Belfast Telegraph

Monday 28 July 2014

Hair to stay... dad vows to fight the ban

Ulster family in refusal to budge after pupil suspended for having long locks

The father of a 15-year-old boy suspended from an Ulster school because his hair was too long last night vowed to take the matter to court.

George Stranaghan (45) from Rathcoole in Newtownabbey claims his son, Grant, is being discriminated against because of his long hair style.

Grant is a year 11 pupil at Ballyclare High and is currently studying for seven GCSEs.



However, last week Grant was suspended for three days because his shoulder length hair flouted the school rules.

Since September he has had numerous detentions because of his hair - which he still refuses to cut.

Mr Stranaghan believes his son should not have to conform to what he deems draconian regulations.

The 45-year-old historian and Loughside Football Club coach said: "Grant is a great wee lad. We have never had any problems with him at all. In 12 years at school there has been nothing. His attendance at school is exemplary.

"He is just a normal lad. He is into that type of music, rock music where they all have long hair. He is very quiet and doesn't bother anyone."

Grant's hair is two inches below his collar - a breach of the school rules which state boy's hair must be above the collar. Added Mr Stranaghan: " I don't think two inches of hair should affect 12 years of education. Why should he have to cut his hair? I can't make him get his hair cut.

"What am I supposed to do, hold him down or go in with a pair of scissors when he is asleep?

"We did take him to get it cut but it wasn't enough and he was really annoyed at having to get it cut up to the length it is. He doesn't want to cut it any more. He has offered to tie it back in a pony tail but they are having none of it.

"It's against every law in the land to make him do something he doesn't want to."

But Mr Stranaghan said: "I'll take this the whole way. They are breaking every rule in British law, European law and in terms of gender law."



In a statement released yesterday Ballyclare High School principal, David Knox, said: "A pupil was suspended under the School's Discipline policy for repeated and persistent breaches of the school rules.

" This action is unusual in this school where there is a high level of co-operation from our pupils. The suspension was for three days only and was imposed only after all other sanctions had failed to prompt a positive response.

"The pupil has now returned to school.

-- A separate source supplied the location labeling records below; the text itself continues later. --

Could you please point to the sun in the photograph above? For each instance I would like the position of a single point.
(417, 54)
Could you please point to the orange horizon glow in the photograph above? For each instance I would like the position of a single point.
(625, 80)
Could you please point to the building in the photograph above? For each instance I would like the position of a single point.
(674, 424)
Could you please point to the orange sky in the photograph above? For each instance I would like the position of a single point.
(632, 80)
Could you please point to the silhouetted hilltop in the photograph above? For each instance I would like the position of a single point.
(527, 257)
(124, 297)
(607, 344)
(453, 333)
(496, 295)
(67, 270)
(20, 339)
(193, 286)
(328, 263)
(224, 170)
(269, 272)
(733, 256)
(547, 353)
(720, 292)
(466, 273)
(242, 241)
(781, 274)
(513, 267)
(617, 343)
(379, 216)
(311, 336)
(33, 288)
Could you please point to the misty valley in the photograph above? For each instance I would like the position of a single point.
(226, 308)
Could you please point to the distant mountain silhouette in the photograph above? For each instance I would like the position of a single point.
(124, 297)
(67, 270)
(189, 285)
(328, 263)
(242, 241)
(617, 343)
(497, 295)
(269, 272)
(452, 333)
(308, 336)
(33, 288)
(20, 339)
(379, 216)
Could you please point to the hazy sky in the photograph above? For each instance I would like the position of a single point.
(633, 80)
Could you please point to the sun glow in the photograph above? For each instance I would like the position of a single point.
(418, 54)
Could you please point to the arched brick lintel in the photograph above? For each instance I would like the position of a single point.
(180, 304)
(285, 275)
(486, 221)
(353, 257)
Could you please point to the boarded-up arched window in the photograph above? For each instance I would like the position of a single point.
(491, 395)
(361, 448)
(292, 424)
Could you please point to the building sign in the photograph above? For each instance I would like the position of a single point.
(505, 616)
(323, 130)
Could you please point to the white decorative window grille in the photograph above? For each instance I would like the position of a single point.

I had hoped to discuss the way forward with his parents, but they declined to meet me this morning, Monday, November 26 to discuss the matter and have declined to meet me tomorrow morning.

"The school has at all times attempted to be reasonable while implementing the policies of the Board of Governors who represent parents, teachers and the community."



A text poll on yesterday's Nolan Show on BBC Radio Ulster revealed that 69% of listeners thought Grant should cut his hair and get on with doing his GCSEs.